Asking Performance Questions

Don't come out of this chapter feeling that you shouldn't use functions or DISTINCT or views. Instead, train yourself to look for the fastest way to achieve what you want.

Start by asking the big questions:

  • Does the query return useful results?

  • Is it lacking anything? Does it bring back extraneous information?

  • Is it still needed? Could it be run less frequently or against smaller amounts of data?

  • Is the sense that this query is "slow" realistic? Why?

Next, get some information on the indexes.

  • Are there indexes on columns frequently used in queries?

  • Is the index on the right column or group of columns?

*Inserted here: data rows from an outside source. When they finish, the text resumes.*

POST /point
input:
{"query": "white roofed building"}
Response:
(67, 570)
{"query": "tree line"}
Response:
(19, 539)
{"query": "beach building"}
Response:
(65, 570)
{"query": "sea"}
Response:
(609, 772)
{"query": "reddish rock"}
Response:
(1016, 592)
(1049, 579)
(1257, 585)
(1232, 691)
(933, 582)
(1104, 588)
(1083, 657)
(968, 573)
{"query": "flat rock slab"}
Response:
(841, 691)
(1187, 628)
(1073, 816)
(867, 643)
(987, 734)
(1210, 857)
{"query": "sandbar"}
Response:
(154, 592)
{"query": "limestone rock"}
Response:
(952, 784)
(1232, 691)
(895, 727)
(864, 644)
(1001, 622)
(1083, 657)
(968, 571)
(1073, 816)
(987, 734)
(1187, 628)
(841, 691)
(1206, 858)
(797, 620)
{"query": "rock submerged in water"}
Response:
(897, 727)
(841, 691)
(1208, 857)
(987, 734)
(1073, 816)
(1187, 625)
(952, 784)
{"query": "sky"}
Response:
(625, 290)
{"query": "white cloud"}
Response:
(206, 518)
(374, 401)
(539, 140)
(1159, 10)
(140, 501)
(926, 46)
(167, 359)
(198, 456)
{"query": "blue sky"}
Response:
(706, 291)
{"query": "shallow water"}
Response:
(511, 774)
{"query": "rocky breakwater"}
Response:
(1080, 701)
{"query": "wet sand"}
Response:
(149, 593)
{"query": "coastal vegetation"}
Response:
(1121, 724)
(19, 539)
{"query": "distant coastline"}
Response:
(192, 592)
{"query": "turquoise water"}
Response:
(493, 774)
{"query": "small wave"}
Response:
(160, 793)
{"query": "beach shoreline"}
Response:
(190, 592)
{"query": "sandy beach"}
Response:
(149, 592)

  • Is the optimizer using the indexes?

  • Are there unused indexes?

If the optimizer is not using existing indexes, find out why.

  • Does the optimizer have up-to-date information on the indexed column's statistics?

  • Does a table scan make more sense than using an index (lots of rows coming back)?

  • Is the query written so that it invalidates an available index (math, functions, conversions on indexed columns)?

  • Is IN used where a range or an equal sign would return the same results?

  • Are the columns in multicolumn indexes in the wrong order—built on fname, lname when queries usually look for lname?

Finally, look for ways you can speed up processing.

  • Would it help to add an index?

  • Could indexes that are never used be dropped?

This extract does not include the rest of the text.